The engineering community is buzzing over generative design, an emerging technology that promises to upend the slow and steady cycle of incremental improvement to help design teams unleash truly breakout innovation.

So what exactly is generative design and how does it newly empower engineers? Generative design tools harness the infinitely-scalable compute power of the cloud along with artificial intelligence (AI) and machine learning (ML) capabilities to solve complex engineering challenges that humans alone are not capable of solving.

While there’s little doubt that CAD and 3D design tools have delivered a huge productivity and creativity boost, these decades-old technologies, despite massive improvements, still put checks on the design process. An engineer, or perhaps a team of engineers, typically explore a design space that’s limited to what they know and understand about the problem, building on that finite set of knowledge to come up with a handful of best possible solutions.

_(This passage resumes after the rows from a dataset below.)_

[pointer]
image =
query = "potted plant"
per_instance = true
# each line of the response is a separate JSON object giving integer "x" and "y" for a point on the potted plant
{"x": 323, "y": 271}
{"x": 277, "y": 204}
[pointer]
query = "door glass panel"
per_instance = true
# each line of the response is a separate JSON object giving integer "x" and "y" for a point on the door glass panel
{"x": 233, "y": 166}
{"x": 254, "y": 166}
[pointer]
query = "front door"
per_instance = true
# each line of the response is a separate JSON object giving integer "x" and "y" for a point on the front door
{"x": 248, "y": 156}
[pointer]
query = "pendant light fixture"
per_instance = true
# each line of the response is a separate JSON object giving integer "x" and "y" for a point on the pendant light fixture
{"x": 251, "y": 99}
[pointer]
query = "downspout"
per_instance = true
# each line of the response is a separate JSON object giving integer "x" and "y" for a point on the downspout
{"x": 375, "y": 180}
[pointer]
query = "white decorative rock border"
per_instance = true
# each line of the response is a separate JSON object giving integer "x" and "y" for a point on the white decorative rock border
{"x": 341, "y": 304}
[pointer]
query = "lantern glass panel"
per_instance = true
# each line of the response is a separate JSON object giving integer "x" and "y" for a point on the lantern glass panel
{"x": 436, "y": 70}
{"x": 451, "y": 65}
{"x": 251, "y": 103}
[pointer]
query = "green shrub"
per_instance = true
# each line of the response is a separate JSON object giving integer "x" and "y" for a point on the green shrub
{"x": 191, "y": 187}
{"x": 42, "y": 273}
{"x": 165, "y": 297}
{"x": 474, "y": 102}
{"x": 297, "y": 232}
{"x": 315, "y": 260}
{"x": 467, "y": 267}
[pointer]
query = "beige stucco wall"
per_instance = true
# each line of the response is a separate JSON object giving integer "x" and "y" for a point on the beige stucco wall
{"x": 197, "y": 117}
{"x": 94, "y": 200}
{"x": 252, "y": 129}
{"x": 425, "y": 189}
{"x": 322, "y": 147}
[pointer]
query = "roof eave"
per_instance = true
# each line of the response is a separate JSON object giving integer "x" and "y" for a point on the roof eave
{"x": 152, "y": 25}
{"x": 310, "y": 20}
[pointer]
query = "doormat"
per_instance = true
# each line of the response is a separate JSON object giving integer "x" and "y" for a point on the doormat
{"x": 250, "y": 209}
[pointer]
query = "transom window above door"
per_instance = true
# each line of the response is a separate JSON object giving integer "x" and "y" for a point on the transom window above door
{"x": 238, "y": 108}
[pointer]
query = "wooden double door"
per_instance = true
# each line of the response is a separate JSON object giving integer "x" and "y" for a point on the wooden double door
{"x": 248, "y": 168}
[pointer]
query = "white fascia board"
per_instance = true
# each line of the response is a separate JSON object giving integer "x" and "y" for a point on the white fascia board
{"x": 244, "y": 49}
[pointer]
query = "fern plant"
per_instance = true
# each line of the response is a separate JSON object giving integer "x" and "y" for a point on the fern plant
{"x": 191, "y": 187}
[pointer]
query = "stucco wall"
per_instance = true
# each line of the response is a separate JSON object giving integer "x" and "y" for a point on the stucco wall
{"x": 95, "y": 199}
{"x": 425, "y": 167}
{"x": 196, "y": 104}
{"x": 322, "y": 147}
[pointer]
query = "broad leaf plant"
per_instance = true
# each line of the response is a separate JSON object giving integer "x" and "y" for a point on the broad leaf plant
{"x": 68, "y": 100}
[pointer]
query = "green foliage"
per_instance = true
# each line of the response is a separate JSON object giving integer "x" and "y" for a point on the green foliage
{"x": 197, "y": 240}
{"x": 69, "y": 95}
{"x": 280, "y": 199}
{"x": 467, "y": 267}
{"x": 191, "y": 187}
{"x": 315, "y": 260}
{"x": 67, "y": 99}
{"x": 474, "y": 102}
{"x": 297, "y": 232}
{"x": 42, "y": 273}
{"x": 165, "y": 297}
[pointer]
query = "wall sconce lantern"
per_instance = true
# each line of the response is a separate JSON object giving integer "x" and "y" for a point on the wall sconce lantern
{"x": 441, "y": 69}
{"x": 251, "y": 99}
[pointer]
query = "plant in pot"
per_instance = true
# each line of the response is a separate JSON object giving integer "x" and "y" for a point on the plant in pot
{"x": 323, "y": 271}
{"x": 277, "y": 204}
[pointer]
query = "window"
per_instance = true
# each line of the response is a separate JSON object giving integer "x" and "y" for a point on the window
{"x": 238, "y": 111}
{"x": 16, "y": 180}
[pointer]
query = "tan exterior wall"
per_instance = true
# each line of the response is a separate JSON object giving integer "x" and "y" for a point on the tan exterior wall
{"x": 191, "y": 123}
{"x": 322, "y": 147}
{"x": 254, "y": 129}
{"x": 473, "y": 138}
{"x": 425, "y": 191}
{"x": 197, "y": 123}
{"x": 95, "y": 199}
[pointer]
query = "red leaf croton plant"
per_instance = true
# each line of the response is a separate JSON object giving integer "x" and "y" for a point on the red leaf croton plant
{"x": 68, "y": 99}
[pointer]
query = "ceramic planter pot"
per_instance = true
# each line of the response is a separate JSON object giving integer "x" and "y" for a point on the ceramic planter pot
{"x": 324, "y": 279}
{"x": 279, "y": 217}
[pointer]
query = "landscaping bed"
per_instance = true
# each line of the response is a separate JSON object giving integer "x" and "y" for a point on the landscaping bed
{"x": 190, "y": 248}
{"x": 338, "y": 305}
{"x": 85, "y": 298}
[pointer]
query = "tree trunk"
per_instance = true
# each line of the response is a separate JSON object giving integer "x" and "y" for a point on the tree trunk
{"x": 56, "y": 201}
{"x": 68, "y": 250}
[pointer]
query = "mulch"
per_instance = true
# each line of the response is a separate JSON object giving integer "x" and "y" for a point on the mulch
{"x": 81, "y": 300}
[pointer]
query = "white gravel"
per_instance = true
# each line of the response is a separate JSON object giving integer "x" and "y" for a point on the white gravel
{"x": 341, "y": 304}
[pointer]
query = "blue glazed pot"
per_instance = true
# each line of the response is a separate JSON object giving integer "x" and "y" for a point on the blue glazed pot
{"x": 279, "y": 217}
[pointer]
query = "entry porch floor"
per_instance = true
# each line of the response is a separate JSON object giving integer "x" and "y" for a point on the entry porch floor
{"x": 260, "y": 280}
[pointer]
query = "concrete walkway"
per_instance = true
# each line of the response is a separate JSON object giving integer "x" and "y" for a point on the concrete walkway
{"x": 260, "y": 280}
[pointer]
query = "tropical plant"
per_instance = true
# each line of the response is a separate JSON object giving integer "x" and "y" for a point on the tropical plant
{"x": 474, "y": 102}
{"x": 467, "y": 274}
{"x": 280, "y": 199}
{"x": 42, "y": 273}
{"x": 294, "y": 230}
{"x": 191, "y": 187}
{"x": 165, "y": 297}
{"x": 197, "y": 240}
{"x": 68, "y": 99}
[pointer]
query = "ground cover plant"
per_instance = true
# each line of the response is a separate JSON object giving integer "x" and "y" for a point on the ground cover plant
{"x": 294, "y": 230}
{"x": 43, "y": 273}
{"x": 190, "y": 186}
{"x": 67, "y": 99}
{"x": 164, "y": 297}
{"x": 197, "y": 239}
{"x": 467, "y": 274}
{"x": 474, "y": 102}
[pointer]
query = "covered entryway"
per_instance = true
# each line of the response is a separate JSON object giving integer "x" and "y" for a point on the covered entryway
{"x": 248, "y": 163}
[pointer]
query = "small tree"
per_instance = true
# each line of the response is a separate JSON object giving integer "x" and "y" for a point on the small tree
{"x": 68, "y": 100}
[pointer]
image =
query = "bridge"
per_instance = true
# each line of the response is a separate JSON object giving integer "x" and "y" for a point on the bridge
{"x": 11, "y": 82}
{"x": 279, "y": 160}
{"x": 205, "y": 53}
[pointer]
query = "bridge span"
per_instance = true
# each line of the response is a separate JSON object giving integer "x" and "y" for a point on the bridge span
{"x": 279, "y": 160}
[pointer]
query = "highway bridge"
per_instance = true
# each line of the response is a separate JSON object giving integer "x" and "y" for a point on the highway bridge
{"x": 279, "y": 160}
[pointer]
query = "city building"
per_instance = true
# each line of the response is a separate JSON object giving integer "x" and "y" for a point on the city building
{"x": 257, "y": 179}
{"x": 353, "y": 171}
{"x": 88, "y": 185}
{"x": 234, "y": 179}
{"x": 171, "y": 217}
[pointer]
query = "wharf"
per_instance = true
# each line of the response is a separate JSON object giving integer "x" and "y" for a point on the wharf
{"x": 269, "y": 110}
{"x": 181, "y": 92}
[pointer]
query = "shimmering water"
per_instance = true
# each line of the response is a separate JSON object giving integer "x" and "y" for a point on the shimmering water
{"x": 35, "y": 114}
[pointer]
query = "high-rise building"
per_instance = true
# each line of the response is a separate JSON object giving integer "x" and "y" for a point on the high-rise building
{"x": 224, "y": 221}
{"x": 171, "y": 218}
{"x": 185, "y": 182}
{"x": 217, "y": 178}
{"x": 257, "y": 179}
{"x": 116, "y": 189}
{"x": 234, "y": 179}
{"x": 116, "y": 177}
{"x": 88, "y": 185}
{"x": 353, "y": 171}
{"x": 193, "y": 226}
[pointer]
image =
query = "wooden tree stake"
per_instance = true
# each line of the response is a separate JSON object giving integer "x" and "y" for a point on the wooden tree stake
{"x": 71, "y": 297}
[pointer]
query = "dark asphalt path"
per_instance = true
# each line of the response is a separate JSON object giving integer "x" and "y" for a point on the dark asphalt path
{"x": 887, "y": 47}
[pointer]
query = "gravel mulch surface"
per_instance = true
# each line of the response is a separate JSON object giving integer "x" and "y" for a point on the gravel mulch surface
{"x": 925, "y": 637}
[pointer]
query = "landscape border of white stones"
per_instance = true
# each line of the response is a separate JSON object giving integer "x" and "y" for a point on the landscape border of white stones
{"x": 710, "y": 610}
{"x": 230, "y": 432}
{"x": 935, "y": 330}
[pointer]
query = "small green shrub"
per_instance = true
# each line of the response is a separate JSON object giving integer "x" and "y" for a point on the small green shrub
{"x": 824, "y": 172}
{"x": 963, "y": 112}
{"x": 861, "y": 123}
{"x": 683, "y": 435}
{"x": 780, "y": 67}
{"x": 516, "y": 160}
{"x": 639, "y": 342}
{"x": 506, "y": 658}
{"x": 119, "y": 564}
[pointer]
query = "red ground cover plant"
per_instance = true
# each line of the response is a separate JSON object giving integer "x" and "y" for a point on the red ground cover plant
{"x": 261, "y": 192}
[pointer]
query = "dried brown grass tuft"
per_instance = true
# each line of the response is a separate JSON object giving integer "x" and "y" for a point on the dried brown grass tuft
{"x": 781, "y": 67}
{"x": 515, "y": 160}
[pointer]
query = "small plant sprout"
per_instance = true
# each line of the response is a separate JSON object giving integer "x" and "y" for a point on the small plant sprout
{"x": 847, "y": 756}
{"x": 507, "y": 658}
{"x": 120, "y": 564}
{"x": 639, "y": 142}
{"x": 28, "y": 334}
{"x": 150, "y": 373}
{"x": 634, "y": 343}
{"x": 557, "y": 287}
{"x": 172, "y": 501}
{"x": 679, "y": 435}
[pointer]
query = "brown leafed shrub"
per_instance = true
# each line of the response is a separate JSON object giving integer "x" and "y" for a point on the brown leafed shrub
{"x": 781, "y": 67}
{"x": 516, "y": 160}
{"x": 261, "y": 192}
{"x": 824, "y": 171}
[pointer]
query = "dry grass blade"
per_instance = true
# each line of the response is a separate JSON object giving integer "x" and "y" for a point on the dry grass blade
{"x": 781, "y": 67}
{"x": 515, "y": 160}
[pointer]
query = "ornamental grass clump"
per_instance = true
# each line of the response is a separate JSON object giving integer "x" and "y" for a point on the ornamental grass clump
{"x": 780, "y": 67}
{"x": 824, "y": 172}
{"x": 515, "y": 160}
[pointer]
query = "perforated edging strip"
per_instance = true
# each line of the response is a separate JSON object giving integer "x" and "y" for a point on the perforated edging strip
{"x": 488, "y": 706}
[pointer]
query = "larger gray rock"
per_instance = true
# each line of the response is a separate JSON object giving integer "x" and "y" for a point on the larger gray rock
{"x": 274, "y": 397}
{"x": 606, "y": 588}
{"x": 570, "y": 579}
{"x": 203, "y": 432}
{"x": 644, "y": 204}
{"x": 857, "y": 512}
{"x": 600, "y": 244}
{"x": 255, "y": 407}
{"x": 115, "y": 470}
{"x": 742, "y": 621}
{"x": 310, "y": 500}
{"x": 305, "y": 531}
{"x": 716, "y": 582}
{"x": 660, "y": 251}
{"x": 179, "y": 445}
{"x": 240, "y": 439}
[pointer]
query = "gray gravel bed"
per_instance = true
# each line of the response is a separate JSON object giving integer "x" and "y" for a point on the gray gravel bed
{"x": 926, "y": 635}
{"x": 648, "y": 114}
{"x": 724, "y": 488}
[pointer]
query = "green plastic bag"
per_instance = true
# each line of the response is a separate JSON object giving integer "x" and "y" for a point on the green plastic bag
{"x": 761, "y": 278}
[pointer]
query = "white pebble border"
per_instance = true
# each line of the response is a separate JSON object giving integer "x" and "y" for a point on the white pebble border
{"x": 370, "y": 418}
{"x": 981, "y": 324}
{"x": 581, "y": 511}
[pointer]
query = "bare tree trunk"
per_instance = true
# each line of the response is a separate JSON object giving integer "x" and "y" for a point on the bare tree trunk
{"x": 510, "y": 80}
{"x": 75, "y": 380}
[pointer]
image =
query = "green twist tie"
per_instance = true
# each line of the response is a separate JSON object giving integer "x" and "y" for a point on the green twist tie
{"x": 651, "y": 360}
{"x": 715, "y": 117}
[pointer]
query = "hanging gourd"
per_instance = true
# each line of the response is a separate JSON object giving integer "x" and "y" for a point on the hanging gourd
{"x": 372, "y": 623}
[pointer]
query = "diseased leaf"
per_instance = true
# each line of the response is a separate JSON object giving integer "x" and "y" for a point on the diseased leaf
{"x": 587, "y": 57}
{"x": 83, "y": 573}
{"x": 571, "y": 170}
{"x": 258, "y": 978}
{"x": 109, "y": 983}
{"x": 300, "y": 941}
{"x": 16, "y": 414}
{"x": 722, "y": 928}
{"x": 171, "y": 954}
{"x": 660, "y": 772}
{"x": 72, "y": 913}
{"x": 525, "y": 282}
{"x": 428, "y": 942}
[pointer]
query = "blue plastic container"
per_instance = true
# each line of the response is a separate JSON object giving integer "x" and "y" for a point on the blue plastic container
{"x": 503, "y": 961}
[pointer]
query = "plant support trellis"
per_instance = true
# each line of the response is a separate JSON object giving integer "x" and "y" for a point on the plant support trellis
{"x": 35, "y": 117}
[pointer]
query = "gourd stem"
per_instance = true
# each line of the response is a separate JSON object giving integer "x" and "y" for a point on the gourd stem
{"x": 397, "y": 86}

That’s not the case with generative design, which combines the power of cloud computing and AI to bust open the number of design possibilities. Engineers input specific design goals into the software (performance characteristics or weight goals, for example) along with parameters having to do with cost, materials, or manufacturing constraints, and the tool cranks through all possible permutations, elevating design exploration to a whole new level.

Most leading CAD tools and design platforms are starting to incorporate generative design capabilities, delivering the sophisticated functionality once the province of simulation experts to the mainstream engineering community. With that in mind, here are four things to know about generative design before rolling up your sleeves and diving in.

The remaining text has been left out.